Зато все счастливые семьи похожи друг на друга. Потому что живут под опекой одной богини – Февронии. Основной ее принцип прост: привязать к себе мужичка любым способом (не только при помощи струпьев или чувства вины) и заставить его хранить верность всю жизнь. Когда у Петра случилась ремиссия, он вернулся, женился, как миленький. И далее уже Феврония никому не дала разлучить раз возникшую пару. Муромские вельможи, конечно, интриговали, пытались избавиться от крестьянки на троне, но она устроила так, что это они остались без князя, ушедшего из города вслед за женой.


От Мурома до Борисоглеба километров пятнадцать. В самом Муроме все компактно и близко, но – как-то уж очень запутано. Я на этой карте приблизительно проставил точки основных городских мест силы, но не все, конечно, влезло. Прошу обратить внимание на Карачарово: там родился знаменитый Илья Муромец. И еще обратите внимание на географические названия в округе: Бабье озеро, Волосово, там дальше есть Дедово. В Муромских лесах полно мест силы


Поклонники Февронии должны знать: это богиня узкой специализации. Для нее важен брак сам по себе, в чистом виде, а все остальное с ним связанное – любовь, дети, домашний очаг – привходящее: может быть, а может не быть. Но уж чего точно не может быть никогда – так это прелюбодейства. В «Повести о Петре и Февронии» есть такой эпизод: некто в присутствии собственной жены посмотрел на Февронию с вожделением. Она это сразу заметила и велела похотливцу попробовать воду с левого, а потом правого борта (дело было на корабле). Далее сакраментальный вопрос: одинакова ли вода? Ответ ясен, тем более что божества брака во всем мире задают подобный вопрос и делают одинаковый вывод из ответа на него: «Так и естество женское одинаково». Непонятно другое: как можно купиться на такую подмену? Вот если бы Феврония предложила тому мужику попробовать поочередно (или сразу) двух женщин, и после этого он, положа руку на сердце, смог сказать: одинаковы, – тогда: да.
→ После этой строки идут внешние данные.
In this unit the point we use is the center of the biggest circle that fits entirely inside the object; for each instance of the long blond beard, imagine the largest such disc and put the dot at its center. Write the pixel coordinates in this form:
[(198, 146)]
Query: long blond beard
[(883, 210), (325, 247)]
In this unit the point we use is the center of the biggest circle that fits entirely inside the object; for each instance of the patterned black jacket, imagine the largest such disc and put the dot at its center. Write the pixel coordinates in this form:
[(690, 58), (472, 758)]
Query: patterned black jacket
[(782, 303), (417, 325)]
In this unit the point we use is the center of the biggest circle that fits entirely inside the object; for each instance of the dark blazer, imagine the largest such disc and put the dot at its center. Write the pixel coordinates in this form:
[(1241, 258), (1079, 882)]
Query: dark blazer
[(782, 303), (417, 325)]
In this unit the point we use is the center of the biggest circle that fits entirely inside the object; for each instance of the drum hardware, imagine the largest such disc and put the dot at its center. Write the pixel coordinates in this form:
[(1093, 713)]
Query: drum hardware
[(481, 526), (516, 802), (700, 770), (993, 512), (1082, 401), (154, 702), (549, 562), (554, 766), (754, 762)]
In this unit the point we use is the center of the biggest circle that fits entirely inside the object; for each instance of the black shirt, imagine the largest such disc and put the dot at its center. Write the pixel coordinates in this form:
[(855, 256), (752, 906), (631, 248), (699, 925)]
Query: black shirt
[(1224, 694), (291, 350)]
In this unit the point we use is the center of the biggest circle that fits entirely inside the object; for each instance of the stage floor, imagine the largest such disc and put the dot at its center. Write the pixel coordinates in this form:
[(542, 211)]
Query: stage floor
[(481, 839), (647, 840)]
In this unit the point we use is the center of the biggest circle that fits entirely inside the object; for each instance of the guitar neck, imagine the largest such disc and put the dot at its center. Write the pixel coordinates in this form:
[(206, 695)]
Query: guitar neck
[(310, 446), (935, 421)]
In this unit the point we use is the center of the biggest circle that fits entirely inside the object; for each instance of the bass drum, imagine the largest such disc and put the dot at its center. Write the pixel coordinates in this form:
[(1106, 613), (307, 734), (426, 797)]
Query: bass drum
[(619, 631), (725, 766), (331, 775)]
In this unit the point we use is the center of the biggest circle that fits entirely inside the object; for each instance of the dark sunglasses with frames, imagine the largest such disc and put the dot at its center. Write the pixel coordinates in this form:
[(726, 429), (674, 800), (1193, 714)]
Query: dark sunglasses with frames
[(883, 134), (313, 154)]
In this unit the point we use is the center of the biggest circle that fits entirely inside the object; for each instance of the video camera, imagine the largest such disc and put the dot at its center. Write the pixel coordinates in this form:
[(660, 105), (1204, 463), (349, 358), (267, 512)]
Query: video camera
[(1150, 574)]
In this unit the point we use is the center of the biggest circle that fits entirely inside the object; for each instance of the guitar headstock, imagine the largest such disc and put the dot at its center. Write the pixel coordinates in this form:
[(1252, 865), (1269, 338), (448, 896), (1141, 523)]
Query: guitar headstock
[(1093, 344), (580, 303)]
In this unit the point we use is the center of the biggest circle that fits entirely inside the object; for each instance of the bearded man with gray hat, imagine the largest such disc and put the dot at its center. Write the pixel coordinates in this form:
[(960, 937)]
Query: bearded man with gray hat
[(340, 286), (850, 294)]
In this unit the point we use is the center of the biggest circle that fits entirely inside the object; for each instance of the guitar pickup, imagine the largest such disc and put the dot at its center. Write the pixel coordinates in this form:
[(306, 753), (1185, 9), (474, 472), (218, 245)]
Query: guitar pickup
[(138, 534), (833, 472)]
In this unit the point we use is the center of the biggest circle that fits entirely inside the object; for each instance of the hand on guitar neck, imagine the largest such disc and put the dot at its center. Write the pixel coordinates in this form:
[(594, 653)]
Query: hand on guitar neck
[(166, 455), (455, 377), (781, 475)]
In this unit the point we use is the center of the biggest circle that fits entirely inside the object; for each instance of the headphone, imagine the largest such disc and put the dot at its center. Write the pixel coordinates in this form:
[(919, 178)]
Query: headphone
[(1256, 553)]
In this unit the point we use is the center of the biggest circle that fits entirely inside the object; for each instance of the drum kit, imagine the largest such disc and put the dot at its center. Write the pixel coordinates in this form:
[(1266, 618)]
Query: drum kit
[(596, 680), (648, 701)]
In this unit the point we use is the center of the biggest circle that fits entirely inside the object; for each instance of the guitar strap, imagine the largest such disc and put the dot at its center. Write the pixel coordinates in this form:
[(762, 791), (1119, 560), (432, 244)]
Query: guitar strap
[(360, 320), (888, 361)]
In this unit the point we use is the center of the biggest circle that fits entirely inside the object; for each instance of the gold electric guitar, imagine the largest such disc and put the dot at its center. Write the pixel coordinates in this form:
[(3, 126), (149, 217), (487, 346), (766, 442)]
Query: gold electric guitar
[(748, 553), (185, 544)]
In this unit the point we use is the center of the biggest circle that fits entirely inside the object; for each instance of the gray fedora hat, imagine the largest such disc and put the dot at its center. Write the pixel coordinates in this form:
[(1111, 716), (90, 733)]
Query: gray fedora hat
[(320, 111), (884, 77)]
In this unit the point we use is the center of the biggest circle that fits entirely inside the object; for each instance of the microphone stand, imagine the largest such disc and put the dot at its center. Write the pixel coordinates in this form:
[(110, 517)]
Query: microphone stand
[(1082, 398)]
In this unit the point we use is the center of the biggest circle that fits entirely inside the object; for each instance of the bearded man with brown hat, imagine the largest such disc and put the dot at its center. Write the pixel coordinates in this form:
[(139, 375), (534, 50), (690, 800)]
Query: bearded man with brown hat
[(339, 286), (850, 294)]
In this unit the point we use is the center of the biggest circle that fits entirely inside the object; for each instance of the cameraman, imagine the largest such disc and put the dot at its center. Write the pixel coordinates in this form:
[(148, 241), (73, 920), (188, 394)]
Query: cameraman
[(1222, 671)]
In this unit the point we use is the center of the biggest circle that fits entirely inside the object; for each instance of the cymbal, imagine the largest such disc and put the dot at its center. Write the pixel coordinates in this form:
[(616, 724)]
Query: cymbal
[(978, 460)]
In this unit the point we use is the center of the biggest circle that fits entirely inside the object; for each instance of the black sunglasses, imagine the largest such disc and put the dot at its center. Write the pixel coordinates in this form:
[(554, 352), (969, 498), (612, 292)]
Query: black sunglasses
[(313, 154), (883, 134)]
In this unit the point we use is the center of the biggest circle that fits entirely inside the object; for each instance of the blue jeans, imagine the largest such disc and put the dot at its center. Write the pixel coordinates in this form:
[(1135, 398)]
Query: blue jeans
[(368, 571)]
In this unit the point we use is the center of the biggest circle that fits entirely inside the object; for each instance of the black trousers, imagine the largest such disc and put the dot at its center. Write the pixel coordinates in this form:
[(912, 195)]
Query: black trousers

Но божество моногамного брака по определению не может предложить нам такого эксперимента.


Спасский (Спасо-Преображенский) мужской монастырь. Это самый древний монастырь не только в Муроме, но едва ли и не во всей России (поскольку Украинские монастыри теперь за границей). Говорят, он основан еще князем Глебом, которого муромцы прогнали, когда он вздумал их крестить. Первое летописное упоминание Монастыря Спаса-на-Бору – под 1096 годом


Но оно может предложить вечный брачный контракт. В православном варианте мифа о Петре и Февронии под старость они постригаются в монахи. Но остаются все той же идеальной супружеской парой. Когда Петр чует смерть, он посылает к Февронии сообщить, что умирает. То есть – и ей, значит, пора. Она просит подождать, пока не закончит вышивку (как Пенелопа, ткущая в окружении женихов). Петр торопит, Феврония вышивает. Но вот она втыкает иголку в ткань и кончает одновременно с Петром свой земной век. Таков древний обычай. Он еще и сейчас кое-где сохраняется: жена должна взойти на погребальный костер вместе с мужем. В Индии это называется сати.


Воскресенский монастырь. Слева за колокольней Введенская церковь, справа (в лесах) Воскресенский собор. Монастырь действующий. Там такие злые монашки!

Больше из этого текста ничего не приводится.